The play's tragic and comic elements were somewhat jarring as they were written, lo those many years ago, by Shakespeare. Rather than trying to present this play as a seamless story, Barakiva accentuates the discordant notes.
Remember the plot of "The Winter's Tale"? Early on it's a tragedy. A father's jealousy destroys his family. His child dies. Then, minutes later, the audience laughs at some bumbling rustics and the play ends happily.
So OK, the plot takes a sharp turn in the middle. And in this production, the lighting, set and costumes also veer off in new directions.
At Babcock, before the play begins, the audience knows it's winter. The stage is draped in white and snow falls. Throughout Act 1 the sheer white curtains are pulled about, even as the king's mind clouds with doubt.
But after intermission, the stage is crazy with color. Wait, you ask yourself, is it still winter? And wait, what's with the costumes? Why did some actors switch their Elizabethan duds for modern pantsuits? Why is one guy, but only one, a hillbilly?
The lighting is also jarring at times. It's sometimes so full of contrast that the actors' faces can't be seen.
At intermission the audience got some clues. Poster boards lined the lobby. One contained a large print essay on winter, as well as a Robert Frost poem. Another bore an essay about fairy tales.
You weren't expected to read all the essays. (There wasn't time.) You were only expected to start thinking "Winter Fairy Tale."

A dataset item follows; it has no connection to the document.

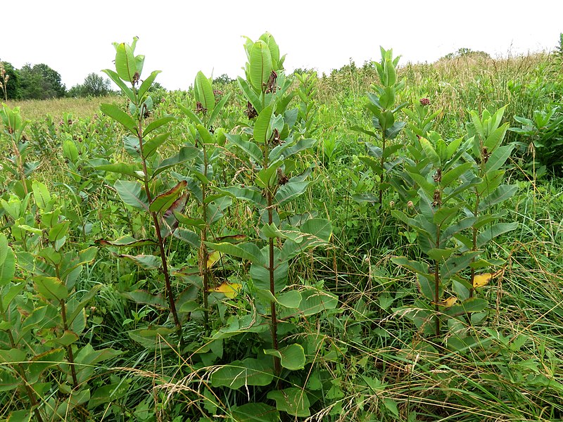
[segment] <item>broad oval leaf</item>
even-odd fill
[[[196,75],[196,101],[201,103],[201,106],[206,113],[213,111],[215,106],[215,96],[213,94],[213,88],[211,83],[205,75],[200,70]]]
[[[272,73],[272,54],[268,45],[259,39],[254,43],[250,56],[251,84],[258,91],[264,91]]]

Thus prepared when you took your seat, you had visions of Little Red Riding Hood's granny even as a wolf ate the king's faithful servant.
The performance did not go perfectly on opening night. A piece of the set dropped down too soon, causing tangling and fumbling. And, of course, this is a student production so some of the actors are of student quality. (Although there are also a number who are excellent actors, as is usually the case at Babcock.)
Still, Barakiva's approach is fascinating.